Hal wepchnął ręce w kieszenie, wbił wzrok w ziemię.

– Bo ja wiem…

– Twój tata od dawna planował emeryturę we Francji?

– Naprawdę nie mam pojęcia.

Meredith usłyszała w jego głosie gorycz i zalało ją współczucie.

– Chcesz zrozumieć, co się z nim działo przez tych kilka miesięcy – po

wiedziała miękko, rozumiejąc go aż nazbyt dobrze.

Hal podniósł głowę.

– Tak. Nie mogę twierdzić, żebyśmy byli zżyci. Moja mama umarła, kiedy miałem osiem lat. Poszedłem do szkoły z internatem. Nawet kiedy przyjeżdżałem do domu, na wakacje i święta, tata ciągle był zapracowany. Raczej trudno uznać, że byliśmy sobie bliscy. – Umilkł. Alekilka lat temu wiele się zmieniło. Dlatego czuję, że jestem mu coś winien.

Meredith nie musiała naciskać. Będzie chciał, sam powie więcej. A nie, to nie.

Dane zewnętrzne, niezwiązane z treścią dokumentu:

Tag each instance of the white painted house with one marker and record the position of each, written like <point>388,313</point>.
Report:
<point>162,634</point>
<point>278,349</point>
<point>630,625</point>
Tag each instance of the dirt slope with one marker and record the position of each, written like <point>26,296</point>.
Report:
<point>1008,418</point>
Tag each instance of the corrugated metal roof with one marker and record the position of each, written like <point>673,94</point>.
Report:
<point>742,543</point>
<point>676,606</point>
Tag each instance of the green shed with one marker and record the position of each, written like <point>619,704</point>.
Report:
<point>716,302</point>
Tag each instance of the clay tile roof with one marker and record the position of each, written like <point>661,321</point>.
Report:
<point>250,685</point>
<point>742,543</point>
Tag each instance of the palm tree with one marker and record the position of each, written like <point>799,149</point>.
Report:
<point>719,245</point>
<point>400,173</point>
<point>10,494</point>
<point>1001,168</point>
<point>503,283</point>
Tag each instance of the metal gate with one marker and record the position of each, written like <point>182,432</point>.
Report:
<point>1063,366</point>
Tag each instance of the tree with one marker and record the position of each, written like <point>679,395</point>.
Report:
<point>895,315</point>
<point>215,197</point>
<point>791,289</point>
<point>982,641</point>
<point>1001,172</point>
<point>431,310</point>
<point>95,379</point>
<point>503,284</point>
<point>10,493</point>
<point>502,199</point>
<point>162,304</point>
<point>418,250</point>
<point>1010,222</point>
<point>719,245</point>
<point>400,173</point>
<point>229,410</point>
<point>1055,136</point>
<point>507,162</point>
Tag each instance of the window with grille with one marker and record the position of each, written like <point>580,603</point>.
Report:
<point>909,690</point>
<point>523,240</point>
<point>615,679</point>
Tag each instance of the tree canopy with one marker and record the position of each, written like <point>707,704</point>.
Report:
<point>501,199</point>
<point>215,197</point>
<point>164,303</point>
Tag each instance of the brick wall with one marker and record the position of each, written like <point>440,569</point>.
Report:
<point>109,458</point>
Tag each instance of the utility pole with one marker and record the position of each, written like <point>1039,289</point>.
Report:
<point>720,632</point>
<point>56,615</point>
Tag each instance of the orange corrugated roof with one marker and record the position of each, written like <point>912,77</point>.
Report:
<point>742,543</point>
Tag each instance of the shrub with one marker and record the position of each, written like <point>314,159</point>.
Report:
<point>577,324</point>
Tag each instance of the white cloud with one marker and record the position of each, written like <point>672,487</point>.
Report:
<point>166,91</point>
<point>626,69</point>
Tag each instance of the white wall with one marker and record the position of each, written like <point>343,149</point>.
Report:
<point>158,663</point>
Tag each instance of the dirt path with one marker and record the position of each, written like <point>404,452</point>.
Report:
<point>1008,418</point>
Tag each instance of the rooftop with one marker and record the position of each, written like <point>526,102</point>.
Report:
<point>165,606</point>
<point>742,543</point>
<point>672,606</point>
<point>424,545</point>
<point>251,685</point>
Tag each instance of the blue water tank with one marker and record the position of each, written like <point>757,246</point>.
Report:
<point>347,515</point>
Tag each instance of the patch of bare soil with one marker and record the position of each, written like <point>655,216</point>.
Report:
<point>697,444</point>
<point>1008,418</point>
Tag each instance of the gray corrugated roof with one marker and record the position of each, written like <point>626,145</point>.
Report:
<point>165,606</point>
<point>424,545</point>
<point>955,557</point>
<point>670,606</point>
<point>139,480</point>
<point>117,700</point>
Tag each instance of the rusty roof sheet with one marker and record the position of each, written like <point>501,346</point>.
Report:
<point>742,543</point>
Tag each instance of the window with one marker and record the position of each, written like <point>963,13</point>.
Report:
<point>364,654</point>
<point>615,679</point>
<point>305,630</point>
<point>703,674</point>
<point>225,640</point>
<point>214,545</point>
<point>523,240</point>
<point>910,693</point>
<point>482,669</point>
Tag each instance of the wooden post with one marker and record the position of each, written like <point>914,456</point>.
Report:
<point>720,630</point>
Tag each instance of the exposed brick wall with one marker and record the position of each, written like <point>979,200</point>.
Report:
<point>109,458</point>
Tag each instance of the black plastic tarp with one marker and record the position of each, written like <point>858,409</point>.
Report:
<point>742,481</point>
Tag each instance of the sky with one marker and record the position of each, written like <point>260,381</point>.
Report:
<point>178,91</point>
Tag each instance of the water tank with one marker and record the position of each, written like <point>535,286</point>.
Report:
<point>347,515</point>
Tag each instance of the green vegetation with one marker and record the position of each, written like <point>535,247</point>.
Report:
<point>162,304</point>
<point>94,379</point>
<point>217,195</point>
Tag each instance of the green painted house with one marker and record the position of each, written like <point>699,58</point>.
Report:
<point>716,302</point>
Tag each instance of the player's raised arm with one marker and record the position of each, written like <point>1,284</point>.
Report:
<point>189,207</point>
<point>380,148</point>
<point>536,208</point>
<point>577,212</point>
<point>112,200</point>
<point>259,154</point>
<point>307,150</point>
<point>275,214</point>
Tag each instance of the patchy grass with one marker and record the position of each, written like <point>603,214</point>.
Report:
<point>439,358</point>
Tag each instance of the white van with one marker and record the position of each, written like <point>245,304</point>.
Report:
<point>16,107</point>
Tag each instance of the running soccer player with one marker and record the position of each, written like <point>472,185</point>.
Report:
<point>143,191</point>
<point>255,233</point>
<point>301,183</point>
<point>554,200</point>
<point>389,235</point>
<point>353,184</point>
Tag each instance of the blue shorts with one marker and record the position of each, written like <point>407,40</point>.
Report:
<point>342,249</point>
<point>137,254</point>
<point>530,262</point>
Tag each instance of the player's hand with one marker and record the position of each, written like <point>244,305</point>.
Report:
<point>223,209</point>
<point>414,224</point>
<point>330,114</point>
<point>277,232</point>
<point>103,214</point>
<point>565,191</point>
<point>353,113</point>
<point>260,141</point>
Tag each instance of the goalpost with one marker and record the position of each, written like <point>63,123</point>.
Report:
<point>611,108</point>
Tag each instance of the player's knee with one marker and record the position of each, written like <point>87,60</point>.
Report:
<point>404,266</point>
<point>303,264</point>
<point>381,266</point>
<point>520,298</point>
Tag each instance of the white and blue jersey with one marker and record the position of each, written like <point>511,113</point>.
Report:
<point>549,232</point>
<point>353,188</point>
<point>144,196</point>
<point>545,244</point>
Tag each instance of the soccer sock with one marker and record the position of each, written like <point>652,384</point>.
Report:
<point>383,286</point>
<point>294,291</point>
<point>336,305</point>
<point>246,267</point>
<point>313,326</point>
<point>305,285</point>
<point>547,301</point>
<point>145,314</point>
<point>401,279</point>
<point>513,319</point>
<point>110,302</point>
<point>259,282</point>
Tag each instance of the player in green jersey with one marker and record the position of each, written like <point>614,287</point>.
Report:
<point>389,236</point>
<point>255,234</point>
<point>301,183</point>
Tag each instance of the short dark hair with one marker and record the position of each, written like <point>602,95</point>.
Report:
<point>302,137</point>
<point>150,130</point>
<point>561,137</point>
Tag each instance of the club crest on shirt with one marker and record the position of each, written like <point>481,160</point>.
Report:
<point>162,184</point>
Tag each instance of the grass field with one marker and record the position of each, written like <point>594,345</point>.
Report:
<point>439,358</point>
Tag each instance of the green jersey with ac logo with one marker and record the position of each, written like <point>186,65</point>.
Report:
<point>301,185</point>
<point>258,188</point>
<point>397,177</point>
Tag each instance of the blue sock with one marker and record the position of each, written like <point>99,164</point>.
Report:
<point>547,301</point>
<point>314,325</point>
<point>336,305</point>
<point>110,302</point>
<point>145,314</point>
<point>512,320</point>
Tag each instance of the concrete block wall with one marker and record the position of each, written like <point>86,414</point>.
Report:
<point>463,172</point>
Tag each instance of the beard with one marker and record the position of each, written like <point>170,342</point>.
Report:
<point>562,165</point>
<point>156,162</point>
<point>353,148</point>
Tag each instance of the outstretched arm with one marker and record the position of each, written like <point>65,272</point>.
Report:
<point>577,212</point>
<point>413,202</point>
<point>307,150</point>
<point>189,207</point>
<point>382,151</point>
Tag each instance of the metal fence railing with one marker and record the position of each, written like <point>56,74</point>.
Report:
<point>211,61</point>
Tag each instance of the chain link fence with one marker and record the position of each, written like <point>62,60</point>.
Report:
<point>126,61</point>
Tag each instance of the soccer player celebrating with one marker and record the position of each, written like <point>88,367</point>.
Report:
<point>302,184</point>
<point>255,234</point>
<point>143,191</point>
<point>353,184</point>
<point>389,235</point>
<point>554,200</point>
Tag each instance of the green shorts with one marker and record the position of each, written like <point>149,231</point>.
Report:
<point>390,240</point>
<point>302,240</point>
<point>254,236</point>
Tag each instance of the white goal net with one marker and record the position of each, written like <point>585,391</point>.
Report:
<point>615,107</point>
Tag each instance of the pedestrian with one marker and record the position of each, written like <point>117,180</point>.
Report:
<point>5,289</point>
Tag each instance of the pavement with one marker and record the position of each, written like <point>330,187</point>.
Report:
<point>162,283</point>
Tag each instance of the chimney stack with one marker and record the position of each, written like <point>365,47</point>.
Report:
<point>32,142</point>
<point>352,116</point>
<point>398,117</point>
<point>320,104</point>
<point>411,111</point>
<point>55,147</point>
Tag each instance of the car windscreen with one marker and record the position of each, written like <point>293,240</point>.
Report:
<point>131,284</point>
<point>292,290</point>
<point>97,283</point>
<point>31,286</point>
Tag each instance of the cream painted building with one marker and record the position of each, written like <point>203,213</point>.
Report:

– Gdzie pracował? – spytała.

– W inwestycjach bankowych. Po studiach poszedłem do tej samej firmy. Właściwie bez namysłu.

– Rozumiem, ze odziedziczyłeś udziały ojca w Domaine de la Cade?- I między innymi dlatego rzucasz pracę w bankowości?

– Nie nazwałbym tego powodem, tylko pretekstem. – Pokiwał głową. -Stryj chce mnie spłacić. Nie powiedział tego wyraźnie, ale sprawa jest jasna. A ja ciągle mam wrażenie, że ojciec chętnie widziałby mnie tutaj.

– Rozmawiałeś z nim o tym?

– Nie. Pewnie obaj uważaliśmy, że mamy jeszcze dużo czasu na takie rozmowy. Rozumiesz.

Stanęli przed elegancką willą przy wąskiej uliczce. Po drugiej stronie znajdował się ogród z dużym kamiennym stawem i kawiarenką o zamkniętych drewnianych okiennicach.

– Pierwszy raz przyjechałem tutaj z tatą. Jakieś piętnaście lat temu, może szesnaście? Dużo wcześniej, niż stryj wymyślił tutejszą inwestycję.

Meredith uśmiechnęła się do siebie. Teraz rozumiała, dlaczego Hal tyle wiedział o Rennes-le-Chateau, a prawie nic o reszcie regionu. Czuł tutaj więź z ojcem.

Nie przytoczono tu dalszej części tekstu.